GSOC Project Idea : Pronunciation Recording Extension

Identity

Name: Rahul Maliakkal
Email: rahul14m93 gmail.com
Project title: Pronunciation Recording Extension
Location: Ahmedabad, Gujarat, India.

Contact/Working info

Timezone: IST (UTC +5:30)
Typical working hours: Very flexible. I can adjust my work hours to anytime between 14:30–21:30 UTC (20:00–03:00 IST) and can work on the weekends for 5 hours extra.
IRC or IM networks/handle(s): Rahul21 (Freenode)
Time constraints: I just want to be clear up front that I do have a few time constraints to work around. I will be having my 6th semester examination from 22nd may - 31st may, so I'll be a little less active during that time, I've prepared my schedule so that the main part of this project will be complete before September 8th.

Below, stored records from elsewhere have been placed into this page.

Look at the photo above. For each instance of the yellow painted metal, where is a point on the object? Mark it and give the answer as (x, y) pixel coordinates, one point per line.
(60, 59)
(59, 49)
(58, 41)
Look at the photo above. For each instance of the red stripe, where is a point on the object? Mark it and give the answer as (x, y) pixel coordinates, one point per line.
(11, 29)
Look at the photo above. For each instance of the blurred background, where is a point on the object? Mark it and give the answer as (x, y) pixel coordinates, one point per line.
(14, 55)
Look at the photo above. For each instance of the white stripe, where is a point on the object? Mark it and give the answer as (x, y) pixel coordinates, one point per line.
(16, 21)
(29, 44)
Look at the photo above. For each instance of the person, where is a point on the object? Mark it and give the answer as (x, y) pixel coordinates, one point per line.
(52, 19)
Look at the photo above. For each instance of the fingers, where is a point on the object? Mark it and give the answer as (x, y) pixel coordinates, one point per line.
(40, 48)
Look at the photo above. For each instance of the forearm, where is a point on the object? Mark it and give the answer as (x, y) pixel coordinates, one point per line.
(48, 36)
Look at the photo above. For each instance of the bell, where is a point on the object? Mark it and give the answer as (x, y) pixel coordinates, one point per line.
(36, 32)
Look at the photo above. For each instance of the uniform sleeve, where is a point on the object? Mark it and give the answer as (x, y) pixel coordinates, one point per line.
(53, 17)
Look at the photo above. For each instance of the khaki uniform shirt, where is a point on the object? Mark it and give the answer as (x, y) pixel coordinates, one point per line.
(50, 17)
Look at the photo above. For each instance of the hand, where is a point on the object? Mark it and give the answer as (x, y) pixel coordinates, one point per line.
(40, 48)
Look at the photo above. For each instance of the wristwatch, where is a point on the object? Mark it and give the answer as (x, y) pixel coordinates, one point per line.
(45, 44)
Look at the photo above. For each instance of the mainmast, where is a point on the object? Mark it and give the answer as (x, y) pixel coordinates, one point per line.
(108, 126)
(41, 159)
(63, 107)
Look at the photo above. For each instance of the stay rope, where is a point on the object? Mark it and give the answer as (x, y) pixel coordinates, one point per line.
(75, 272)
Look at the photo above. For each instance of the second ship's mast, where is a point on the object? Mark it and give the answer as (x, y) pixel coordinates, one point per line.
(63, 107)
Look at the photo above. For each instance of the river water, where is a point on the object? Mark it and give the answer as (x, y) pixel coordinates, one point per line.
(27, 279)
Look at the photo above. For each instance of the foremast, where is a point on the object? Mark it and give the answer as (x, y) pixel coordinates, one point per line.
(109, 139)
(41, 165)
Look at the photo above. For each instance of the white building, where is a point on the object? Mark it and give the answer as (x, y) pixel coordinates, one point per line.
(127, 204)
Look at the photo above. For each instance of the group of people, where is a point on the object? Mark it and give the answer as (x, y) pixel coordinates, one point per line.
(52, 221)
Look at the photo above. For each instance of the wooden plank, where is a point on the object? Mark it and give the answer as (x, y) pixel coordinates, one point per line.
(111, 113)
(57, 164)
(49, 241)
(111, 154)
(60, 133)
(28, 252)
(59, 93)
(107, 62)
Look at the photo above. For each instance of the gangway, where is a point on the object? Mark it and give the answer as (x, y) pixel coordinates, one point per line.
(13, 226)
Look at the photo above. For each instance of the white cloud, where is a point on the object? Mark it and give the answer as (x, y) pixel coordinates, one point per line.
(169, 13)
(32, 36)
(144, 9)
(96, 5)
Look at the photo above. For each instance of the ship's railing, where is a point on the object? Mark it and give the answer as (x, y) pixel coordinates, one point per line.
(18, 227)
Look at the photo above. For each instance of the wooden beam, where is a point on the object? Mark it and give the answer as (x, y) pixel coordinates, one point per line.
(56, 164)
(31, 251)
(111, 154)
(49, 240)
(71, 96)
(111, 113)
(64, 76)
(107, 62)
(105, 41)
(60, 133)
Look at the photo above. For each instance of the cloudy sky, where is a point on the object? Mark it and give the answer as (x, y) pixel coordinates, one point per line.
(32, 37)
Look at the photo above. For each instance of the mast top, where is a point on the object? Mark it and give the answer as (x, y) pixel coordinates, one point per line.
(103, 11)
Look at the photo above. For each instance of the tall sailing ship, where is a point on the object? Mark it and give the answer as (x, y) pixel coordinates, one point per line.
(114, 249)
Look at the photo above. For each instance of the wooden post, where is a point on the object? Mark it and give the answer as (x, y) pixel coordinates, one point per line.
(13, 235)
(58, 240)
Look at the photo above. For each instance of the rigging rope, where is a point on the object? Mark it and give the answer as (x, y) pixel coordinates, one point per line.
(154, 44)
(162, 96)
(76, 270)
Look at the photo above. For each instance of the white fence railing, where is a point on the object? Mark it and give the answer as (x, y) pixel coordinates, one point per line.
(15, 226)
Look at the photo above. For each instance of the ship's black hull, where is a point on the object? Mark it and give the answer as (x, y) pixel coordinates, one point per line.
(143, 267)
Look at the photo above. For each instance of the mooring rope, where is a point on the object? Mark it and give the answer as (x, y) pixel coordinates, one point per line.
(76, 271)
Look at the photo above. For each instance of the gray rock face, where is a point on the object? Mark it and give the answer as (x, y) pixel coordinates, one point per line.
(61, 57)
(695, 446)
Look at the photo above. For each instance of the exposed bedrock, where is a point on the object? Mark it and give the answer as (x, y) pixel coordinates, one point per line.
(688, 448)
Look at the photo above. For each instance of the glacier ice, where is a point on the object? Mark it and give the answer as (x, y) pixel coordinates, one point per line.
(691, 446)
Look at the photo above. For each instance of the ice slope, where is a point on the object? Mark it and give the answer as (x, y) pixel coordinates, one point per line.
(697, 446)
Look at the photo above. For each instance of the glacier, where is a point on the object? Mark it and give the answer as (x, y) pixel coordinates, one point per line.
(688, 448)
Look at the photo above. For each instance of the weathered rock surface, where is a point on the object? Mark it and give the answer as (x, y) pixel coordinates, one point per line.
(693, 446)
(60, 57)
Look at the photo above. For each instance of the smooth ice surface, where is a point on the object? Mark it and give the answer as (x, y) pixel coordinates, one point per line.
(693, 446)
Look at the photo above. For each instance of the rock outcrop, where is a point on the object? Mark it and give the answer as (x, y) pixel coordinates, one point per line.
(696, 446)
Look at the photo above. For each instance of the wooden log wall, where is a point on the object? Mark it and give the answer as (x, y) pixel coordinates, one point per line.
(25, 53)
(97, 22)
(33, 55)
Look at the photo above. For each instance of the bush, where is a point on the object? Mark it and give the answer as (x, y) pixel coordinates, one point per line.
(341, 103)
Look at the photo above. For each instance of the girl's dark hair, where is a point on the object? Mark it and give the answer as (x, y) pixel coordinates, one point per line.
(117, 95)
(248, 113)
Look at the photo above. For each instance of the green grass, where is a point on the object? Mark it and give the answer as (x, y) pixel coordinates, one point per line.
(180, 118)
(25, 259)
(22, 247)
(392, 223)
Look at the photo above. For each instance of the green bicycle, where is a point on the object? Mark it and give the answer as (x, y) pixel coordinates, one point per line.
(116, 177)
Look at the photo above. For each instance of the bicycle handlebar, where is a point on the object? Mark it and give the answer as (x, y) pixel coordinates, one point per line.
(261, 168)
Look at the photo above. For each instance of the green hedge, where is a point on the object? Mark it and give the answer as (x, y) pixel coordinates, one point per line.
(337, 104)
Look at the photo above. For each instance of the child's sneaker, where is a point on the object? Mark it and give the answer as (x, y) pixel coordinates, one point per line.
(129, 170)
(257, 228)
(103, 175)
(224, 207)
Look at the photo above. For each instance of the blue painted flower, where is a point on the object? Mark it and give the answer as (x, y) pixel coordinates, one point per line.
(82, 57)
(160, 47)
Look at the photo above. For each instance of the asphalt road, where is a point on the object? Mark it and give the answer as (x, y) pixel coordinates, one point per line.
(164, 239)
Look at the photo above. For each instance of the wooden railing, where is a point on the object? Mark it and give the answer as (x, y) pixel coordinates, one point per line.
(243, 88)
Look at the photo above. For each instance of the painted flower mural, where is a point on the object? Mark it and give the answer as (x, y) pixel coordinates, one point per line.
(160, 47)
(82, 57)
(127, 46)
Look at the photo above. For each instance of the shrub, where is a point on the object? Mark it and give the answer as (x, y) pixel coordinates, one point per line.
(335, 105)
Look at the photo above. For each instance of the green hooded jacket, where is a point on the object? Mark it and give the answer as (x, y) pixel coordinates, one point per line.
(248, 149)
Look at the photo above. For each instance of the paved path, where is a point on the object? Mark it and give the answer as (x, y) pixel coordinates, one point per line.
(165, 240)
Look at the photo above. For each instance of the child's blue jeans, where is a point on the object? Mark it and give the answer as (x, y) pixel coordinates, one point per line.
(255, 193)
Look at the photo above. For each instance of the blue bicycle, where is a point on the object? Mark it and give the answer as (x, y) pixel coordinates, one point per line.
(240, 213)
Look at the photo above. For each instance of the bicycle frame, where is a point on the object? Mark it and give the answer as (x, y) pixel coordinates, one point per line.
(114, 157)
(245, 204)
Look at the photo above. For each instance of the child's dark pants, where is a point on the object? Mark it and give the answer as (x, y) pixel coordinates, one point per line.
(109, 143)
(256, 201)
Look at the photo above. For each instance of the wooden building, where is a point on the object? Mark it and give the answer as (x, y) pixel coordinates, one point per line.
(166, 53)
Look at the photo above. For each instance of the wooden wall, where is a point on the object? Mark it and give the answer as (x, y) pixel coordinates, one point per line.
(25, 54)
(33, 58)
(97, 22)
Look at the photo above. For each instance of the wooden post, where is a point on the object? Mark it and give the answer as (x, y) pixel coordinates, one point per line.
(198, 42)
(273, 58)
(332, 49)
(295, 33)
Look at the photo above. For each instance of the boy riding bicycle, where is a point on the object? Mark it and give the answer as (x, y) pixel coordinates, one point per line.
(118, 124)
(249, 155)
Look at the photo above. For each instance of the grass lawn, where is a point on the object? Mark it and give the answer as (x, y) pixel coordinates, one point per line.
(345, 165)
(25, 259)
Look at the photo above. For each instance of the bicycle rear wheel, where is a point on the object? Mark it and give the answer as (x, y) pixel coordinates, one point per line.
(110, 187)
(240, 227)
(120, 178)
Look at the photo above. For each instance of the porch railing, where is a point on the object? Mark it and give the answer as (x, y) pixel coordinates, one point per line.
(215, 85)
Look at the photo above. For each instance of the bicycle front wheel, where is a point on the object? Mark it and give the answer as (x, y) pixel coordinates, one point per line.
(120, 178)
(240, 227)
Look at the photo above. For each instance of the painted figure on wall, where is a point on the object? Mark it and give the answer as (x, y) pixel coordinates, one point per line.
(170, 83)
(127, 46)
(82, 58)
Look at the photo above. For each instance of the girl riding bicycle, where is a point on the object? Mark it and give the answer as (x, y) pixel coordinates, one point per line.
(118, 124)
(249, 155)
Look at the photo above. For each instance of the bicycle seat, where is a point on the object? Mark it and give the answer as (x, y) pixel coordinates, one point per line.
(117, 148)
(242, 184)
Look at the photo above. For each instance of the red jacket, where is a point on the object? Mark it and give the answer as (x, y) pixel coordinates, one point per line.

I live in Ahmedabad, a metropolitan city with 24/7 power supply and a good enough and uninterrupted Internet Connection. So working online will not be hampered by any means.

Introduction

Tracked in Phabricator
Task T48610

There is a Thread in the mailing list requesting this feature.
In Wiktionary many words have pronunciation audio files (.ogg) attached with them, these audio files help the user to pronounce a word in specific language. Words are pronounced differently in different dialects, which may be regional or ethnic. Example: The word Garage is spoken differently all around the world [Garage].
Differing pronunciations may be described using phonetic representations (such as IPA), but are more readily understood when native speakers record the word as they speak it naturally.
The Wiktionary page of the word behaviour has pronunciation attached with it.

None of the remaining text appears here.